Jackson Argo

Me

Software Developer, Linux Enthusiast, Musician, Weeb

Minimizing Harm in Machine Learning Classification Systems for Sensitive Categories

10 August 2021

Abstract


It is notoriously hard to pin down the definition of things we might want to measure and collect data about. Seemingly mundane words like sandwich become increasingly obtuse as we try to pin down the list of things that are and are not a sandwich. One merely needs to search the controversial question is a hotdog a sandwich? to find plenty of polarized hot takes on the topic. For more abstract concepts like race, culture, and gender, deciding on a universally accepted definition might be an impossible task. Yet, having a concise, often one-word description or label is a core requirement of many machine learning algorithms. In practice, this often means someone who is not an expert on the topic, usually the engineers or policy-makers tasked with building the data collection systems, has to decide what definition to use. Unfortunately, it is these same abstract concepts that have the potential to cause the most harm to marginalized people when unchecked. This paper aims to create a set of guidelines intended to minimize the potential harm from these kinds of systems.


Motivation


I work at Slack, and my team’s role is to provide companies that use Slack with access to their own Slack usage metrics. We can’t simply give companies a download of all the http requests their users sent to Slack. Aside from the privacy implications, data in this format is not useful for most people outside of Slack. Instead, we process the data into a set of precomputed metrics, and provide those to customers. The big question that my team constantly grapples with is what does this metric actually measure? You might think that metrics which are core to the way people use Slack, such as number of messages sent on a given day by a given user, would be trivial to define. However, computing metrics like number of messages sent requires a surprisingly precise and nuanced definition of that metric. In order to cover customer use cases, we actually provide several metrics that measure the number of messages sent in subtly different ways. For instance, we have one metric that counts the number of messages a user types directly into Slack, and a different metric that counts the number of messages sent by an app on behalf of that user. To add complexity to the situation, these metric definitions change from time to time. Introducing a new feature to Slack can change paradigms and require new definitions for certain metrics. Sometimes we catch a bug in implementation and the metric that we’ve been calculating doesn’t actually match the definition in the documentation. This can happen upstream of our datasets too, so that when we do recompute metrics, more changes propagate into the metrics than we expect. We also may get feedback from customers that a metric we provide is misleading or simply not useful in its current state. When we make the choice to update a metric definition, it can be a costly procedure. We typically recompute those metrics over several years worth of data, which can take significant developer time and cloud resources. Then, we have to explain to customers why the numbers changed, which hurts customer confidence in Slack’s metrics. For these reasons, it is in Slack’s best interest to spend a substantial amount of time developing, testing, and maintaining its usage metrics, and thankfully, my team does this to the best of our ability.

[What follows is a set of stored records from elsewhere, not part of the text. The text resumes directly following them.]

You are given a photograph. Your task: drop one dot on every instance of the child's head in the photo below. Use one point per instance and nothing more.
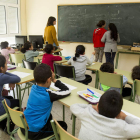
(43, 75)
(51, 21)
(107, 67)
(4, 45)
(3, 64)
(110, 104)
(80, 50)
(27, 46)
(101, 24)
(136, 73)
(49, 49)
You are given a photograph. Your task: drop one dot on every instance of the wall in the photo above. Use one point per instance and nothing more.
(38, 11)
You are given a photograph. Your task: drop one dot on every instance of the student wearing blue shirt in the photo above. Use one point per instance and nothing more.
(39, 105)
(11, 79)
(108, 67)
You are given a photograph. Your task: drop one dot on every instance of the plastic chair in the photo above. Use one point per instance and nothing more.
(60, 133)
(136, 89)
(29, 65)
(16, 58)
(18, 118)
(64, 71)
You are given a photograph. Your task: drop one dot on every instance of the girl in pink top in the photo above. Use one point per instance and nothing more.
(48, 57)
(5, 50)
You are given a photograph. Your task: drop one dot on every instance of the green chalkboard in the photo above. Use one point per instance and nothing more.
(76, 23)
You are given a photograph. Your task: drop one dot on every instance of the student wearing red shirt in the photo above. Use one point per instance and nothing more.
(97, 36)
(48, 57)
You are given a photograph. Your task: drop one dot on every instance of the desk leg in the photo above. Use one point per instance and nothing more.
(117, 58)
(73, 124)
(19, 97)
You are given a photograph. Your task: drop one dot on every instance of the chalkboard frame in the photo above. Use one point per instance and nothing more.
(90, 4)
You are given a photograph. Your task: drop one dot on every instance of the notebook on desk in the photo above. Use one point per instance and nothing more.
(90, 96)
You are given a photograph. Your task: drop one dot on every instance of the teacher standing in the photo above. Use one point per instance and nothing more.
(50, 33)
(111, 38)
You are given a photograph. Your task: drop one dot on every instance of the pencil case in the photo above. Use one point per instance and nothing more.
(89, 97)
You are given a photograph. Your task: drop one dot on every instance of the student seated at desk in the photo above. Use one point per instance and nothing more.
(28, 51)
(5, 50)
(48, 57)
(11, 79)
(136, 75)
(39, 105)
(79, 62)
(108, 67)
(106, 121)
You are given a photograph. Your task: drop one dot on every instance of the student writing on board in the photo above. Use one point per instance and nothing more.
(50, 33)
(111, 38)
(97, 36)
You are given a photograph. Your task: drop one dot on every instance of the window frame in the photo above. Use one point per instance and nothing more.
(8, 34)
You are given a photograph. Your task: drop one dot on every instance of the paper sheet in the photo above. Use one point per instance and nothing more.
(90, 65)
(21, 74)
(69, 86)
(130, 114)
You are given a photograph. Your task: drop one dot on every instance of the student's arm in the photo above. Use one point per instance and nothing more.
(118, 40)
(56, 95)
(9, 78)
(90, 61)
(125, 80)
(69, 61)
(54, 36)
(103, 38)
(132, 127)
(78, 109)
(56, 58)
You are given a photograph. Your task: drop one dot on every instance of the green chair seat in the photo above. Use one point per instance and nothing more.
(22, 137)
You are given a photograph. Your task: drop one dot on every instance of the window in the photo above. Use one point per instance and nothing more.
(9, 18)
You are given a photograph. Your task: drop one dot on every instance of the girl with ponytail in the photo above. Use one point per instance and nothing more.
(79, 62)
(97, 36)
(28, 51)
(111, 38)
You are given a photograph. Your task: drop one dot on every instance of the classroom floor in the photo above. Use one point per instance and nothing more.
(56, 112)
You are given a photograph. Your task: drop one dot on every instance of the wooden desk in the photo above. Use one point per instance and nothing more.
(74, 98)
(125, 51)
(23, 80)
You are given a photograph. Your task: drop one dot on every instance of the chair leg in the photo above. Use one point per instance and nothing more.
(63, 113)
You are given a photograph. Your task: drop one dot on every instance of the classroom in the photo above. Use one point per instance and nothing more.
(69, 70)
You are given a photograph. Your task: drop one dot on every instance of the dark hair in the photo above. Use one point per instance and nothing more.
(136, 73)
(100, 23)
(26, 47)
(50, 21)
(110, 104)
(107, 67)
(41, 73)
(80, 49)
(4, 45)
(48, 48)
(114, 31)
(2, 61)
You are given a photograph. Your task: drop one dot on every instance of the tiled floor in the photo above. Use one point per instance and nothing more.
(56, 112)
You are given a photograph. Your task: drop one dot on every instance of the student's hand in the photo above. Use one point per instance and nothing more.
(53, 77)
(9, 48)
(121, 116)
(93, 53)
(11, 86)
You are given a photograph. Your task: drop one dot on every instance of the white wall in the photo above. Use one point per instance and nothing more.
(38, 11)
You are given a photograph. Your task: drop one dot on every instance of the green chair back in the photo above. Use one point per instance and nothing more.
(111, 79)
(60, 133)
(136, 89)
(16, 58)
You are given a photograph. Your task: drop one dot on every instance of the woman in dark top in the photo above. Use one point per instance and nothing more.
(11, 79)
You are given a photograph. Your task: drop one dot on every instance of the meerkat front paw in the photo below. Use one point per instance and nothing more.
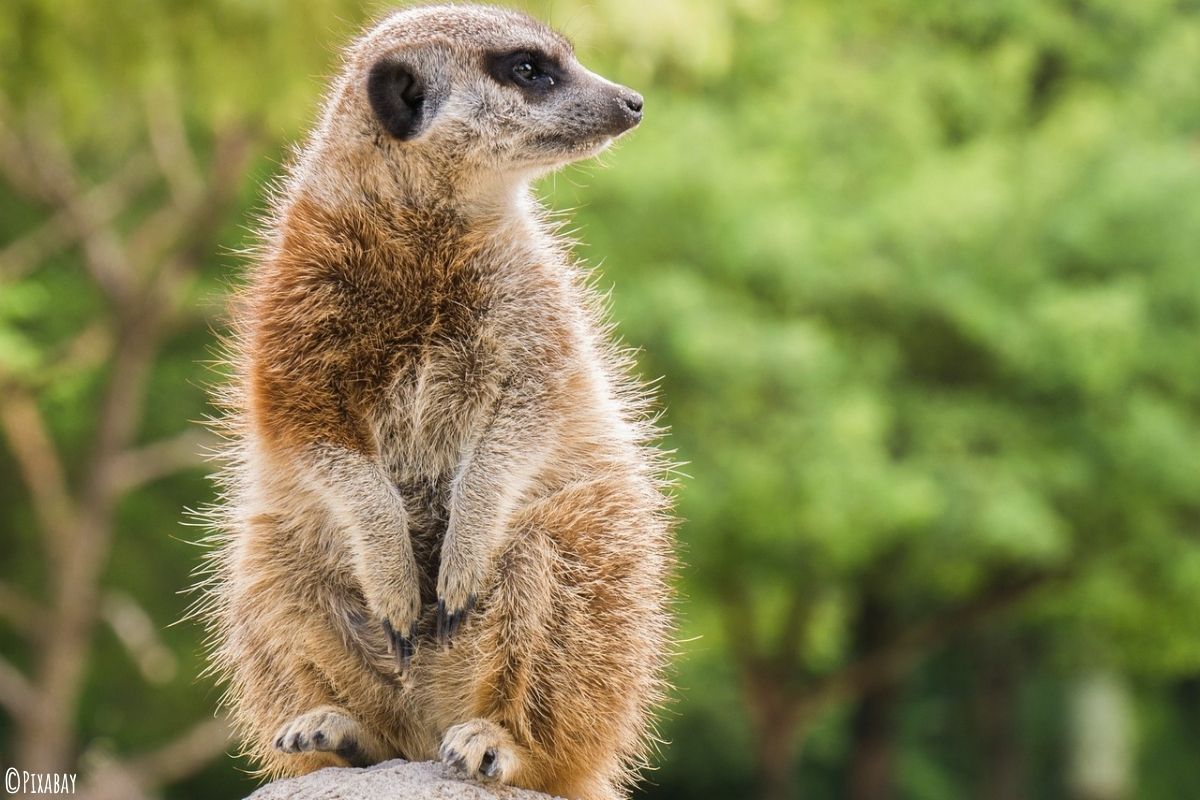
(327, 729)
(399, 611)
(459, 585)
(480, 749)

This process of collecting a set of raw metrics and reducing it down to the relevant information for a target audience is certainly not unique to messaging apps. In the morning, I always check my cell phone for the weather information. My phone analyzes the entire morning forecast, including temperature, barometric pressure, wind speed, etc. and categorizes it into one of several weather phenomena. It displays a cute illustration to represent the chosen category, which can be a sun, a cloud, a rain cloud, and so on. This is very convenient for me, since I don’t care to read the entire daily forecast. Unfortunately, my phone will make mistakes from time to time. My phone may show a rain cloud, but I never see rain. Or somewhat more subtly, my phone might show a sun with a blue sky in the background, but it fails to incorporate the haze of air pollution turning the sky orange. These mistakes have happened enough times that I also know to use my window as an extra source of information. I use what I see outside to better inform my own subtly different weather categories. Of course, it would be great if I could update the categories used by the app, so that this extra step is not necessary. Unlike at Slack, however, I am not an employee of Weather App Inc, so I can’t change the application to use my own definitions. I also do not have the know-how or time to build android apps, so making my own weather app is out of the question. Further, Weather App Inc has never reached out to me for input regarding these categories. If they ever do, I will gladly give them my suggestions.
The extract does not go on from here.